With notable alums on stage and screen, the school is a recognized talent pool that industry producers, directors and agents scout. Diaz has already heard from some.
“I’ve been really fortunate that a lot of people have been reaching out. I’ve been taking meetings, I’ve been in touch with fantastic companies. This summer alone I’ll be at three different theater companies across the country developing my work.”
He was in Chicago for the Latinx Theatre Commons (LTC) Carnaval of New Latinx Work in July. This month his Richard & Jane & Dick & Sally is part of the Two River Theater Latinx festival in Red Bank, New Jersey and a workshop at The Lark in New York City.
Diaz said the example of other Omaha playwrights has emboldened him to forge ahead with his own career.
“Our community of playwrights inspire me. Because of all the people who’ve come before me, it never really crossed my mind that I couldn’t. I saw people doing it and I just always kind of had that feeling, Oh, when it’s my time, I will do it, too.”
He’s excited that two more Omaha theater nerds, actresses Roni Shelley Perez and Bailey Carlson, recently made the big move to NYC.
“I hope that line continues.”
He’s not forgetting where it all started for him.
“I thank Omaha in so many ways for having prepared me and supported me. It’s really great to know they have my back. I plan to be back every summer for the Great Plains Theatre Conference.”
He was back for this year’s GPTC, where his star Yale prof, Sara Ruhl, was the honored playwright. He also had a reading of his You Will Get Sick at the Shelterbelt.
He wishes playwrights had more showcases here.
“There are not many places for playwrights to go and yet these playwrights continually write and persevere to tell the stories they need to tell. That tenacity and initiative to write in a town that isn’t always ready to hear the stories they do write is exciting to me.

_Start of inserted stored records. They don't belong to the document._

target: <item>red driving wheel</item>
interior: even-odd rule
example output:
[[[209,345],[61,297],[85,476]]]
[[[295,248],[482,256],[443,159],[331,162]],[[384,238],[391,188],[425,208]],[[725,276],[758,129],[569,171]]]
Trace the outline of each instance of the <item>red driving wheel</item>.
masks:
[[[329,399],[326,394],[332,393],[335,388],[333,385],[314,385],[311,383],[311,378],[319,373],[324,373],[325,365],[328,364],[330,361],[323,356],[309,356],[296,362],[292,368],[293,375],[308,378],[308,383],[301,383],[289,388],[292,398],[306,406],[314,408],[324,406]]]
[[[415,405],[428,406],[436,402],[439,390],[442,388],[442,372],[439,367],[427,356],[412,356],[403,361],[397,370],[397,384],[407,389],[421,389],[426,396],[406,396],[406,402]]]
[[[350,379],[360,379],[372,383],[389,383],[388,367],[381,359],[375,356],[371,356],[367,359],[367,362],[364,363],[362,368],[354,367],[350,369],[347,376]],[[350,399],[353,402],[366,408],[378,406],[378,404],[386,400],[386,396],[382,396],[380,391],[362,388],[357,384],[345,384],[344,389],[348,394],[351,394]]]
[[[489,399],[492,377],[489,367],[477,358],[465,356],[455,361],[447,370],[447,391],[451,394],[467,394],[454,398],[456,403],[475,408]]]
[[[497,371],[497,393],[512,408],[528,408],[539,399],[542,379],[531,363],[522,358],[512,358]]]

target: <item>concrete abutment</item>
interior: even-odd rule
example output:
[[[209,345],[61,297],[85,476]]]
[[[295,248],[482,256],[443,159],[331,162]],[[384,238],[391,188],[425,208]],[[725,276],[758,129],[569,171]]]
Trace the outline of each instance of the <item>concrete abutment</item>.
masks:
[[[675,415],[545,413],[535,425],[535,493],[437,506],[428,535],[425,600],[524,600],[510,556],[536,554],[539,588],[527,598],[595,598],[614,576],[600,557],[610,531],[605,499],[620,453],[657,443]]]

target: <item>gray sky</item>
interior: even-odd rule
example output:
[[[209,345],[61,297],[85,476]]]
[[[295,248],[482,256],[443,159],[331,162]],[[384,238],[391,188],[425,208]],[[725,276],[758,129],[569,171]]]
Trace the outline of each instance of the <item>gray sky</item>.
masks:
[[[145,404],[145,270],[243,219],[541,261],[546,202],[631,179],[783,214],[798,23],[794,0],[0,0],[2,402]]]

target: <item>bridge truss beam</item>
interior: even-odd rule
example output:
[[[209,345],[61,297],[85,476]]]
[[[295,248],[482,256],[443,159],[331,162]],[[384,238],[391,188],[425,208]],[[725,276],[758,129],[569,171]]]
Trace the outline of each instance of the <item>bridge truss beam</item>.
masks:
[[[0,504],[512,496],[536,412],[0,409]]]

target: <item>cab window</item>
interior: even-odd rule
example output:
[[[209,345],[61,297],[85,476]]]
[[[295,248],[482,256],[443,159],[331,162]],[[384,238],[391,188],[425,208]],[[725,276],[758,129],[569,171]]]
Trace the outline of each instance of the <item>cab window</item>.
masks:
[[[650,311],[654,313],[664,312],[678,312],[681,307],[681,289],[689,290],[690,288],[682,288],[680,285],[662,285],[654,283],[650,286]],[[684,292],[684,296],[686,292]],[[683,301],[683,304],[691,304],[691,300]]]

“What I love about the playwrights in our community is that so often it’s not about accolades or attention but rather generating and creating pieces of art important to them. That’s something I try to do. I try to tap into whatever it is I personally need to tap into.”
One of his Yale plays, The Guadalupes, cuts closer to his life than anything he’s written. It explores questions he has about his own racial identity and his relationship with the Hispanic side of his family.
“It’s about my grandmother, my grandfather and my father and mother. It’s this deeply personal play about being both white and Hispanic and the irreconcilable differences between the two. It deeply affected me. It was well received, which was great.
“I think for any writer of any form the history that you carry will always seep into the work. But this one was directly about my family, so that was a first for me. I don’t know if l’ll be doing that again anytime soon, but I did get that one out of my system.”
As things continue moving fast for him, he takes comfort in the surety his Yale degree will mean something.
“We’re told that regardless of what you think your personal career trajectory will look like, you will be working in your chosen field. They’re not promising us Tony Awards or Pulitzer Prizes, but having gone to this university and through this program, I will be able to live and work and pay my bills as a writer.”
“That (prospect) is so fulfilling and rewarding to me.”